Despite the altitude-seeking name, Stevens describe their Ventoux as ‘comfort-optimised’. Some bike builders would have us believe we must choose between pedalling stiffness and ride comfort, but although it’s tricky it is possible to have both.

The Ventoux has great power transfer for its level of comfort, with no tangible flex. It doesn’t have the rock-solid feel of some of its racier peers – something that’s most noticeable when you’re out of the saddle and climbing on a steep gradient in a low gear, when there’s a bit of pedalling stiffness missing – but it’s not at the expense of upwards progress, and this character benefits its endurance capabilities.

The seatstays are skinny, allowing some give and shaving grams, and the chassis features several classy details such as the internal cable routing for the rear derailleur, which emerges just above the dropout, and the seatpost clamp that’s partially integrated, smoothly shaped and forward facing so it doesn’t fill with road grime. 

The seat tube has an asymmetrical shape flared towards the non-drive side, creating a larger area at the press-fit bottom bracket without increasing the Q-factor (horizontal distance between the pedals). For sharper handling, the head tube tapers from 1-1/8in at the top to a huge 1-1/2in where it meets the full-carbon fork.

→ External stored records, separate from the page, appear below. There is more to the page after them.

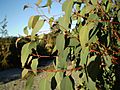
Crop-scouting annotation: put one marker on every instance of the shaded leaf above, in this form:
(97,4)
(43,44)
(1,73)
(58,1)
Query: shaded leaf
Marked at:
(83,55)
(25,53)
(29,82)
(87,9)
(44,84)
(74,42)
(66,84)
(84,34)
(60,43)
(37,27)
(94,2)
(53,83)
(34,65)
(26,30)
(24,72)
(38,2)
(25,7)
(118,15)
(32,21)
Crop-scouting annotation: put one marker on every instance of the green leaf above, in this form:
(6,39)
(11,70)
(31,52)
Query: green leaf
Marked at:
(67,8)
(59,77)
(32,21)
(91,84)
(84,34)
(44,84)
(51,21)
(26,30)
(24,72)
(37,27)
(34,65)
(108,7)
(60,43)
(38,2)
(86,9)
(83,55)
(48,4)
(118,15)
(74,42)
(92,58)
(32,45)
(94,2)
(29,82)
(24,53)
(66,84)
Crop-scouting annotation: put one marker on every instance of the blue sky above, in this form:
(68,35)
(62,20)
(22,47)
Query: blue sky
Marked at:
(18,18)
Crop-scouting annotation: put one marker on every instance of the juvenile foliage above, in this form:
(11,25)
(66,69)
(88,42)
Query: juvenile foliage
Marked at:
(93,44)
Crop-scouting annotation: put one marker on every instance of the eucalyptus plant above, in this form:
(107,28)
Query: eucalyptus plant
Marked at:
(92,46)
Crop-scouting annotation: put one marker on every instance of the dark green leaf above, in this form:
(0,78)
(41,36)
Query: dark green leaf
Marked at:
(34,65)
(37,27)
(118,15)
(26,30)
(66,84)
(74,42)
(29,82)
(24,53)
(38,2)
(44,84)
(60,43)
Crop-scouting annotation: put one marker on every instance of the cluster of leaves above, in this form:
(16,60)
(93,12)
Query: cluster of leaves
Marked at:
(93,44)
(3,28)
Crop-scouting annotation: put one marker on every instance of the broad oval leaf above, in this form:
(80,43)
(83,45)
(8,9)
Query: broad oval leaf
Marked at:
(84,34)
(32,21)
(74,42)
(24,72)
(60,43)
(38,2)
(94,2)
(44,84)
(25,53)
(118,15)
(37,27)
(29,82)
(26,30)
(84,55)
(34,66)
(66,84)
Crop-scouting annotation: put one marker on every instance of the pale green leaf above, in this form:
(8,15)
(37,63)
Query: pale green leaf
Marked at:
(37,27)
(108,7)
(26,30)
(66,84)
(92,58)
(34,66)
(44,84)
(30,22)
(94,2)
(87,9)
(91,84)
(25,53)
(65,20)
(118,15)
(60,43)
(84,55)
(32,45)
(84,34)
(29,82)
(74,42)
(38,2)
(24,72)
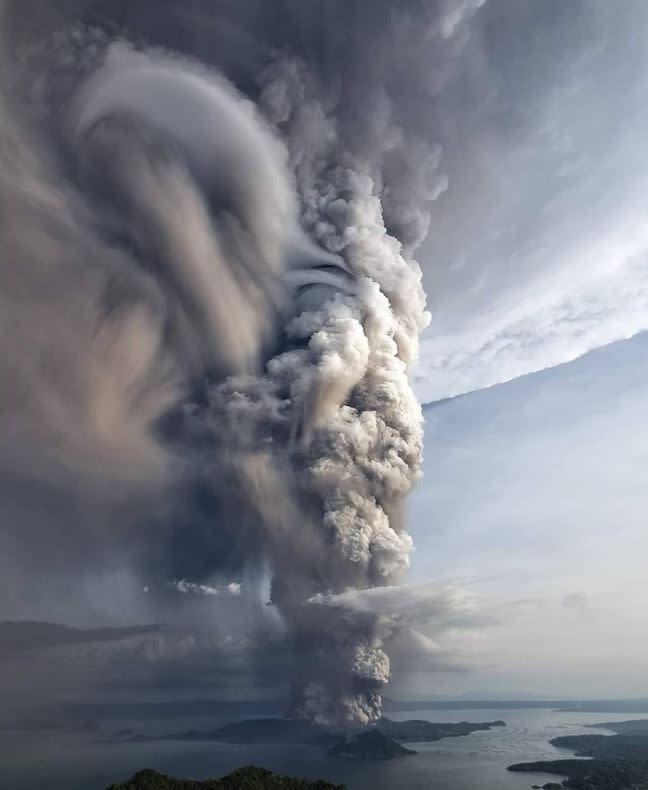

To ensure stiffness isn’t wasted, the down tube has the longest possible join with the head tube, coming right up to meet the top tube. The Mavic Ksyrium Elite wheels keep weight down (frame and fork are 984g and 360g respectively – impressive numbers) and help the Ventoux climb in a manner befitting its name. 

As you’d expect from the beefy front end, steering is very precise and the bike feels rock solid when descending at speed. The head tube isn’t too tall, so while you can still set it up for comfort by raising the stem on spacers, you can also get quite low. 

The anatomic bar has deep drops, giving a wide range of positions. The Oxygen saddle is comfortable and is set on a high-quality Ritchey WCS seatpost, chosen for its vibration absorption ability. Lastly, the Ventoux comes in a crisp white colour option too.